Türkiye ile de bağlantılılar.

Aileleri yılın önemli bölümünü Türkiye’de geçiriyor.

TÜRK İŞ İNSANLARI

Sohbette Türk iş insanları da bulunuyordu.

Uzun uzun Irak’ı konuştuk.

İş insanları Saddam döneminde Irak’ta büyük işler yapmışlardı.

Kimisi müteahhit, kimisi ihracatçı, ...

Yeniden Irak’a dönüş için uğraşıyorlardı.

Irak’a son yapılan resmi ziyaretlerden umutlanmışlardı.

IRAK GÖRÜNDÜĞÜ GİBİ DEĞİL

İş insanları heyecanlıydı.

Kriz nedeniyle gözü yeniden Irak’a dikmişlerdi.

Masadaki Iraklılar uyardı.

“Acele etmeyin” dediler.

Sonra da eklediler:

“Irak göründüğü gibi değil.

Patlamaya hazır bomba gibi.

Neler olacağını kestirmek zor.

Halkın dayanacak gücü kalmadı.

Her şey olabilir.”

OLAYLAR

Dedikleri gibi oldu. Olaylar patladı.

Şimdilik ölü sayısı yüzün üzerinde.

Yaralılar binlerce. Daha da artacağı anlaşılıyor.

NEREDEN NEREYE?

BAAS yönetimi.

Irak’ın en parlak dönemi.

Eğitimde, sanatta, güvenlikte, ekonomide, ... her alanda.
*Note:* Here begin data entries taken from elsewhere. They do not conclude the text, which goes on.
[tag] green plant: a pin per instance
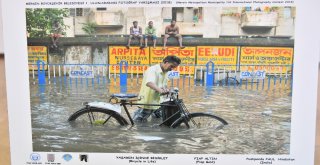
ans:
(89, 28)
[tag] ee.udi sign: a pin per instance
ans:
(225, 56)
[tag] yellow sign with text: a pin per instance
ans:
(269, 59)
(187, 56)
(225, 56)
(36, 53)
(138, 59)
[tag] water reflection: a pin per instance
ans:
(259, 121)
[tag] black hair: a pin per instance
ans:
(171, 59)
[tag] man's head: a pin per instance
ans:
(150, 23)
(135, 23)
(173, 22)
(170, 62)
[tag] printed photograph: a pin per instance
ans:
(161, 80)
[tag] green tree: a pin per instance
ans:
(40, 21)
(89, 28)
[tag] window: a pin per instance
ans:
(188, 14)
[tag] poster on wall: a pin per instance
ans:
(187, 56)
(105, 96)
(270, 59)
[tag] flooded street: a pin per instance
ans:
(259, 121)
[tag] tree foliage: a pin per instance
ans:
(89, 28)
(40, 21)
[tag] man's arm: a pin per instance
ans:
(131, 30)
(167, 30)
(140, 30)
(177, 30)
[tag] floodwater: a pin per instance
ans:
(259, 121)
Temel sorunlar çözülmüştü.

Hem de İran’la yıllarca süren savaşa;

Ve ambargoya rağmen.

Saddam döneminde görüştüğümüz bürokratları hatırlıyorum.

Birikimleri yüksekti.

Çoğu yoksul ailelerden geliyordu.

Ama önleri açılmıştı.

Devlet, yurtdışı eğitim dahil desteklemişti.

Baas yönetimi eşittir Arap Kemalizmi..!

Cumhuriyet Devrimimizi örnek almışlardı.

BAKANLAR

Bakanlar da aynı.

Tecrübeli, bilgili, kararlı.

Bakanlarla görüşürken Türk gazetecilerin tepkilerini hatırlıyorum.
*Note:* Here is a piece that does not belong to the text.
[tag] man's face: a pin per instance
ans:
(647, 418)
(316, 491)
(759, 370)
Petrol Bakanı Amir Muhammed Raşid.

Türkiye ile ilişkilerde rolü büyüktü.

Gazetecilerin her sorusuna net yanıt verirdi.

Ülke çıkarını her şeyin üstünde tutardı.

ABD propagandasına kananlar nasıl da şaşırmıştı.

DEVLET YÖNETİMİ

Yazılanlara bakarsanız Saddam kafasına göre takılıyordu.

Ama gerçek farklıydı.

Bir, Başkanlık Kurulu;

İki, Bakanlar Kurulu;

Üç, Parlamento;

Dört, düzenli toplanan Aşiretler Meclisi vardı.
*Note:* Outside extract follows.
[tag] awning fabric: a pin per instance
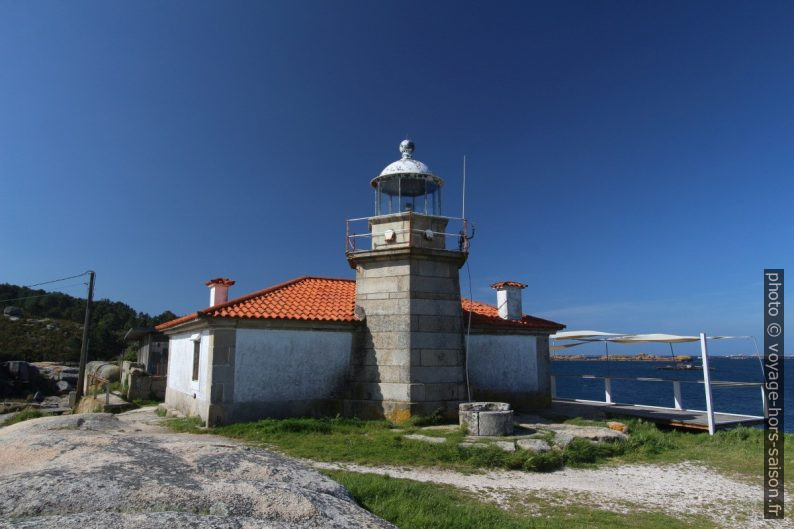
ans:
(596, 336)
Kararlar tartışılarak alınırdı.

Saddam öyle sabah karısına kızıp ona göre hareket etmezdi.

Edemezdi.

HALK BİRLİK İÇİNDEYDİ

1996 yılından sonra sık sık gittim geldim.

Ankara’da ne kadar kahvehane varsa;

Bağdat’ta o kadar resim galerisi vardı.

Eski kitap pazarında iğne atsan yere düşmezdi.

Bir Arap atasözü her şeyi açıklıyor:

“Kitap Mısır’da yazılır, Beyrut’ta basılır, Bağdat’ta okunur.”

Güvenlik de tamdı.

Gece kaçta olursa olsun fark etmezdi.

Hiçbir güvenlik riski yoktu.

Kadınlar havuza mayoyla, bikiniyle girerdi.

En önemlisi halk birlik içindeydi.

6 AYDA DÜZELİR(!)

Saddam devrilince her şey düzelecekti.

“6 ayda her şey normale döner” denmişti.

Türkiye’yi yönetenler de;

İşadamları da aynı görüşteydi.

Öyle olmayacağını söyledik, ama ikna edemedik.

Hiç unutmuyorum.

Ünlü bir firmanın yöneticisi benimle iddiaya girdi.

Yıllar sonra, “Sen haklı çıktın, ben kaybettim” dedi.

Boğazda bir yemek borcu var.

Hâlâ ödemedi.

ABD müdahalesi sonrasında da gittim.

Ama durum eskisi gibi değildi.

En güvenli yerlerde bile sorun vardı.

“Yeşil bölge”den El Reşid Oteli’ne geçiş bile zordu.

Gündüz onlarca koruma ile ulaşabildik.